The bad news is, I wasn't able to take any more candid pix of the birdies. The good news is, it's because they developed so quickly that this morning (i.e., three days after I took that picture) they were out of the nest and pumping their wings! It's absolutely miraculous that they could go from near-naked to almost fledged. However, there's more bad news: the littlest one didn't make it. Or won't, I think, by tomorrow morning.
All of today, we've been keeping a close watch (but at a distance; since the day I took pictures, we've not gone close to the nest). In the morning, we both noticed a hilarious sight: the nest would appear to be empty (from our vantage point, on the ground, through binoculars) until one of the parents approached. Whereupon -- POP! -- like tiny jacks-in boxes, three little heads shot straight up, peeping and calling!
Barely two hours later, when we looked again, two of the birdies were out of the nest and sitting on a nearby branch looking around themselves with interest, and preening their minature wings. An hour later, they had flapped and hopped their way further from the nest. The parents, meanwhile, were busy flying back and forth, feeding them as well as the one left behind in the nest. Already, it was beginning to look grim for the third one, now dubbed Scrawny.

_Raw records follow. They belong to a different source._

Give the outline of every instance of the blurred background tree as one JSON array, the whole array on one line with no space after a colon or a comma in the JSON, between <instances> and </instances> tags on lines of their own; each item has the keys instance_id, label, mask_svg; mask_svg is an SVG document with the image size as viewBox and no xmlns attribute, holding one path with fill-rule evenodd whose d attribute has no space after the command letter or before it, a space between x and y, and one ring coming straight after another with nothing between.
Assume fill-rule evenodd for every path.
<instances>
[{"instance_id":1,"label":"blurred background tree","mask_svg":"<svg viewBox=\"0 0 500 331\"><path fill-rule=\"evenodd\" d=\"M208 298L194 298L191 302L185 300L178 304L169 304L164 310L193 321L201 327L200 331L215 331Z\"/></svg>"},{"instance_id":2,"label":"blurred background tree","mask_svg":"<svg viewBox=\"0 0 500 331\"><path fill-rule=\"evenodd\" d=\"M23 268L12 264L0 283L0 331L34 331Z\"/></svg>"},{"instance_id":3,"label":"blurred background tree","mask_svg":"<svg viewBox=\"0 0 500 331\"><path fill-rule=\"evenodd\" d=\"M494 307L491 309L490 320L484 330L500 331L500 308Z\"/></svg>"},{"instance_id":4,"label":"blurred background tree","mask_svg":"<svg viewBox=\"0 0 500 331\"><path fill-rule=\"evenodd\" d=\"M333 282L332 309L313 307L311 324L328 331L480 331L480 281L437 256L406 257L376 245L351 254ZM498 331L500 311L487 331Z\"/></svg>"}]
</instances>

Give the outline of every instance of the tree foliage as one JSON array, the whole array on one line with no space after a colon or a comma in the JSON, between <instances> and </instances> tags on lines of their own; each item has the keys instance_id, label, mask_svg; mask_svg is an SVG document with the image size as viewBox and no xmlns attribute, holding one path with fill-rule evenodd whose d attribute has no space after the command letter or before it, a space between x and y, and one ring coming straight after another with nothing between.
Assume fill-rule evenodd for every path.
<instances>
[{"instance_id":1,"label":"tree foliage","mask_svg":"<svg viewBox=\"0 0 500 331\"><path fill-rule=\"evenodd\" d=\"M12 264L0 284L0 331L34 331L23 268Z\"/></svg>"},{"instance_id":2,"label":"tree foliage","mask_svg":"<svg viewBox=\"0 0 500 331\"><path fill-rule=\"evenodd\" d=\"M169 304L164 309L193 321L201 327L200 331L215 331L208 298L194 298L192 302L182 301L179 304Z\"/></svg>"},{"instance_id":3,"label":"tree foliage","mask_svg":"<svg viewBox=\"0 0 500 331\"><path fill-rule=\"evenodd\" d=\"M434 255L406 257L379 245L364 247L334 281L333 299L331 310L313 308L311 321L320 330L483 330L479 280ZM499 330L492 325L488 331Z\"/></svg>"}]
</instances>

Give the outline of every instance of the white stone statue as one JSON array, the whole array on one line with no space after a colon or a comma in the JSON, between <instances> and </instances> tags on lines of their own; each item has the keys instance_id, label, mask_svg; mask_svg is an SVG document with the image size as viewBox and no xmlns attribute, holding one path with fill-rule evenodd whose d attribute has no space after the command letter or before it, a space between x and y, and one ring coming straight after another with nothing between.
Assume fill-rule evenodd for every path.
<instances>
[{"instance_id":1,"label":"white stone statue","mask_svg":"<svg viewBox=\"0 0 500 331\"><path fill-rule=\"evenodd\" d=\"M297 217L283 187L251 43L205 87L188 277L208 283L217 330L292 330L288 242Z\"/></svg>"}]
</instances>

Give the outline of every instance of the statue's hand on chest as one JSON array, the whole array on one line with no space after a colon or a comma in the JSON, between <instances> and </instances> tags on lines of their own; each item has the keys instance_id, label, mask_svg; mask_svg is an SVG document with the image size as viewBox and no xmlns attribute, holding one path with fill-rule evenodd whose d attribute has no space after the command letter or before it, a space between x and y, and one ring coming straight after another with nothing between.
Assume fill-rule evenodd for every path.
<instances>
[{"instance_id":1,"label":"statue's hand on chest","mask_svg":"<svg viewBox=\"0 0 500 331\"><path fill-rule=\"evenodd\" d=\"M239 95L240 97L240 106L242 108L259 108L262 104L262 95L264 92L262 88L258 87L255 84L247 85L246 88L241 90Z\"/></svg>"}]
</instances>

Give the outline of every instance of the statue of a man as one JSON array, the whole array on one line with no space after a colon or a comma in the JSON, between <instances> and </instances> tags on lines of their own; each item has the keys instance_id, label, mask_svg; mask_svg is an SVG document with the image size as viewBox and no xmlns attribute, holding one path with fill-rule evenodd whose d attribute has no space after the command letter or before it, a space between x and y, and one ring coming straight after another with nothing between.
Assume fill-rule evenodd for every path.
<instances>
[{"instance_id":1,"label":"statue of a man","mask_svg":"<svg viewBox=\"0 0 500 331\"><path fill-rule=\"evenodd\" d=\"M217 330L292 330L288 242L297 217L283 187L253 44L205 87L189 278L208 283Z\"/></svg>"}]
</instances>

The parents continued feeding Scrawny all morning, which looked hopeful. Around three o'clock, he (or she) actually hopped out of the nest for a breather. But it was very clear that he was woefully underdeveloped compared to the other two: completely naked head, no wing feathers to speak of. At four, I saw that he was back inside the nest, and looking out in a wistful way. As if recognizing that this wider world was not for him. A brisk breeze had caught the young bamboo in its grip and kept shaking it, so that the little nest was rocking like a ship in high seas. Nevertheless, I decided I had to take my chances with a picture of Scrawny while he was still alive.
I couldn't get close, the light was fading and the tree was in motion. I had my camera zoomed out to maximum and the result is rather blurred, but I captured this tiny little bird, looking out over the rim of his only home on earth, perhaps for the last time, in a manner that I found deeply poignant. I will try to post the picture here, but I had such a struggle the other day, I'm not confident of getting it done tonight. A small bony head and jutting beak, quite repulsive in its way, but in the upward tilt of its head, in the comfort it sought in its home, I see all that is ever-hopeful and perhaps naive about the life-force.
I know it's very silly of me, but I'm crying as I write this. Of course I know that little birds have to die now and then, and that this one was quite lucky after all that it will (probably) die in its own cosy home tonight. Knowing that doesn't make it less sad. Well, well, well. I better stop this ridiculous sentimentality and see if I can post that picture.